Well, suppose we are two objects ObjA
and ObjB
, and that, for instance, ObjB
has a method that takes an ObjA
object as argument.
We can do this (taking java as language):
ObjA instanceA = new ObjA();
ObjB instanceB = new ObjB();
instanceB.method(instanceA);
or
new ObjB().method(new ObjA());
Assume this is the body of some function, so the objects will be destroyed when going out of scope.
My question is:
do we get a performance advantage by not instantiating the singular objects and calling the implicitly as for the second code?
Is this readability sacrifice worth something?
Or is it all for nothing since the implicitly created objects will be stored in memory and die by scope anyway?
Note: I don't know if I'm saying right with "implicit" or "anonymous", but I have not found much on Google.
Variables without names are called anonymous variables.
More generally, the point of using anonymous functions is that they do not require a name, because they are "event handlers" bound to a specific event on a specific object.

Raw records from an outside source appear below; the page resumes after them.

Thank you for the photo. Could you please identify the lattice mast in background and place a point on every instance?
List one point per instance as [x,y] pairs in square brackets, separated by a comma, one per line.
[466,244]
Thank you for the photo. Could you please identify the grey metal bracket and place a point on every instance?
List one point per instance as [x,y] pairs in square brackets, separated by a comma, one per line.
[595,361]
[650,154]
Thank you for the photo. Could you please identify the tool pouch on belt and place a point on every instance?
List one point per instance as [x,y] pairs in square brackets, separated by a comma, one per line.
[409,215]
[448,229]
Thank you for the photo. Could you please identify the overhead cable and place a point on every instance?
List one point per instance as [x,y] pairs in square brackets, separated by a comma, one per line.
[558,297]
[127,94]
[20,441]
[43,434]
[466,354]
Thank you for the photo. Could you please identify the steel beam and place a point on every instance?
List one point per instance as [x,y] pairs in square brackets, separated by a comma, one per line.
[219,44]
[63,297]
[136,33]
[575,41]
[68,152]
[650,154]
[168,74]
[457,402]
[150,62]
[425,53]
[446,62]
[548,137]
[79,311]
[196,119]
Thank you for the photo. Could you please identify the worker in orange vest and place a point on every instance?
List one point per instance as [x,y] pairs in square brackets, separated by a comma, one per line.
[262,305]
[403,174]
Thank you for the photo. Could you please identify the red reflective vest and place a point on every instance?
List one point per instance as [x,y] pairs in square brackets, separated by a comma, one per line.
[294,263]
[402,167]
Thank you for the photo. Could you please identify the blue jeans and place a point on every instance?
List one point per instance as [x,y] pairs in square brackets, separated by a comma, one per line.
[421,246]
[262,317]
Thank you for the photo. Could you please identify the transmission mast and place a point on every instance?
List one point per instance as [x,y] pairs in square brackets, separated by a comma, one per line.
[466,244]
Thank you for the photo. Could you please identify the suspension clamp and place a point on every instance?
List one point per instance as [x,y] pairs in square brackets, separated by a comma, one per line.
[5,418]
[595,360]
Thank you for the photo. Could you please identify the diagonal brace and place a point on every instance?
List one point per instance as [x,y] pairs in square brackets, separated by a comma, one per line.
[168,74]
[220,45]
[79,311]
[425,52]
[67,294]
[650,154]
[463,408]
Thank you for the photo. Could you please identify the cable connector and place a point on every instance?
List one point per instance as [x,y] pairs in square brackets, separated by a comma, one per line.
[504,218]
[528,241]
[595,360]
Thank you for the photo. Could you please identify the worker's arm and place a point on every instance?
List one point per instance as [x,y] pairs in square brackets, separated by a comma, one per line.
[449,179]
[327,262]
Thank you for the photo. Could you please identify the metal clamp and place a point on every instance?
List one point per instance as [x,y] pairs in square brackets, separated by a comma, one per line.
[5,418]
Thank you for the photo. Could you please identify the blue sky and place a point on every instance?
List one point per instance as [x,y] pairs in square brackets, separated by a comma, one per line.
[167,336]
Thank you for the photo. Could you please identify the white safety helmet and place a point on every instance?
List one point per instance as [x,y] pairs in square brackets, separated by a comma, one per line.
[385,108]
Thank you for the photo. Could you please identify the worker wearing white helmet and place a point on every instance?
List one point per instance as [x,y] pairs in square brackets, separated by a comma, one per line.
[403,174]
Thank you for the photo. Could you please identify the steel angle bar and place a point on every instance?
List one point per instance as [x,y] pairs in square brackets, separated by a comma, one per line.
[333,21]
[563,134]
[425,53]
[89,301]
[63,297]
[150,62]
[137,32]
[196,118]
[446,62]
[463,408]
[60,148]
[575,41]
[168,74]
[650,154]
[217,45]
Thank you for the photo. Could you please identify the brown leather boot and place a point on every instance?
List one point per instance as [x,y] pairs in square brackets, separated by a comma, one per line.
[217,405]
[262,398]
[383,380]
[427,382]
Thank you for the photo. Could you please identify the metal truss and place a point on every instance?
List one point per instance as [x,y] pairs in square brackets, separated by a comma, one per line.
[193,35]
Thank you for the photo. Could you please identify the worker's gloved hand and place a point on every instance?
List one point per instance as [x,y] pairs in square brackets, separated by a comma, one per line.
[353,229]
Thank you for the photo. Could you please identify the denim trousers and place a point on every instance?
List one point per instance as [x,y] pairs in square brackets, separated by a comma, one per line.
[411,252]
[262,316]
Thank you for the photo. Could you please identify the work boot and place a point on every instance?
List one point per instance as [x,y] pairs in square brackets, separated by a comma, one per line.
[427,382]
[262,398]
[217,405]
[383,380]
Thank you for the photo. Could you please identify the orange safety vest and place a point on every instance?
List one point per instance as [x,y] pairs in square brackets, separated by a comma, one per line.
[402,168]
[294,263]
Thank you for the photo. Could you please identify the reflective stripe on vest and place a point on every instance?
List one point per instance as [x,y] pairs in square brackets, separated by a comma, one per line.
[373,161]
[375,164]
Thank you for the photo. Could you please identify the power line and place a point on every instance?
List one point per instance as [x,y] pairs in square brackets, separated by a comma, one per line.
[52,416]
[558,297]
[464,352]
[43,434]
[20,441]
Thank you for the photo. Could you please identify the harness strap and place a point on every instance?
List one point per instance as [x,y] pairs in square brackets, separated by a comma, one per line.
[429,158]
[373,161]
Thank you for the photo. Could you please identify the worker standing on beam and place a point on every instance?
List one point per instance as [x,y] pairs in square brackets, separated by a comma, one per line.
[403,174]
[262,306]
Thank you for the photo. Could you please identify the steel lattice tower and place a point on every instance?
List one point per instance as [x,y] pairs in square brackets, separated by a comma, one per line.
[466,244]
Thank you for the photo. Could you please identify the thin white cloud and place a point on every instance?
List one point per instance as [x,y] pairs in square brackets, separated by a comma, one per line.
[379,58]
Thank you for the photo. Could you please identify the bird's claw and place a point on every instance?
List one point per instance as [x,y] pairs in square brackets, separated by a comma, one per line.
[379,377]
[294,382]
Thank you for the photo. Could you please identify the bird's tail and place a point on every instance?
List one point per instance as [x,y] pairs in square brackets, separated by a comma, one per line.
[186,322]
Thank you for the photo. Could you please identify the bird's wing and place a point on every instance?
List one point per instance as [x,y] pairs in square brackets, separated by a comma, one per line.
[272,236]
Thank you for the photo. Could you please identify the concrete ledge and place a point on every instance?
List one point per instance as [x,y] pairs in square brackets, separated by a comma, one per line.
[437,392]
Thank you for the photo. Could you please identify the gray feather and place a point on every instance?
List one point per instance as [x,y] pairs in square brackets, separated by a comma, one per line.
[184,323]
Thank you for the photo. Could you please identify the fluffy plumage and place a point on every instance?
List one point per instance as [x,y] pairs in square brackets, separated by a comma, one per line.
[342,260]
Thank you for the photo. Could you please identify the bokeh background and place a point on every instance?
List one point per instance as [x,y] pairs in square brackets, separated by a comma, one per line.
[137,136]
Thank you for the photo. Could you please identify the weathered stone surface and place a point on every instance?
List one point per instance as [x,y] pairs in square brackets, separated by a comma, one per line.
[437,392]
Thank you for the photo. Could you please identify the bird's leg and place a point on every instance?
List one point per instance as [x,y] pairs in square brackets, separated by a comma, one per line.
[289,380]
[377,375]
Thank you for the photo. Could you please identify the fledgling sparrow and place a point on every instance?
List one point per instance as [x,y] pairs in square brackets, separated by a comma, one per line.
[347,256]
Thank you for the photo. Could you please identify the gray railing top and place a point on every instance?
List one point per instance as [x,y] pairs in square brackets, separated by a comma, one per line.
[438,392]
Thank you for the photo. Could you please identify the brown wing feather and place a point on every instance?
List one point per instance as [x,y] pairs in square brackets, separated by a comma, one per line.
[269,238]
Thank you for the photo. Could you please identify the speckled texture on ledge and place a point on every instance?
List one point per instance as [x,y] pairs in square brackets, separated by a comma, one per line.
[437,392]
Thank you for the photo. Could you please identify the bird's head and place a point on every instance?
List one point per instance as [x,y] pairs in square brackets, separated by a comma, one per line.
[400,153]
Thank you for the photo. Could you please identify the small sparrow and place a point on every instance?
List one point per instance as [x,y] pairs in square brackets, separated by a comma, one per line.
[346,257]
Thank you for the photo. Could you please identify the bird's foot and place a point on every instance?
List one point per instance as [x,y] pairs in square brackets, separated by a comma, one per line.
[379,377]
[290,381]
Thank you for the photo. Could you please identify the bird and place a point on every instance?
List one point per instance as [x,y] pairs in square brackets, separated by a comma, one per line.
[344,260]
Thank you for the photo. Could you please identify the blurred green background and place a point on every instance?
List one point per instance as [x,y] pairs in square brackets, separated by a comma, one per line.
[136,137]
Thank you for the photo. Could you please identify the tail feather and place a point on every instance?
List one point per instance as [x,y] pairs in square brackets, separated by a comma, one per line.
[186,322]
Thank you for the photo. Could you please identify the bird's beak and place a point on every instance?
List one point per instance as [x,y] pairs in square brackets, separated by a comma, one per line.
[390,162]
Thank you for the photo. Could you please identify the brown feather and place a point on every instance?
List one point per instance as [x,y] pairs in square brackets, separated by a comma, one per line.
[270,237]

In this case, the object is the entire Document Object Model, and the anonymous function executes when the entire DOM has loaded.
Anonymous means Nameless. An anonymous object is basically a value that has been created but has no name. Since they have no name, there's no other way to refer to them beyond the point where they are created.
Absolutely no difference performance wise.
But in few cases, you will be forced to use first type.
For ex :
ObjA instanceA = new ObjA();
// Do something with instanceA
instanceB.method(instanceA);
If you have nothing to do in middle, I can just use the second way to save a line of code.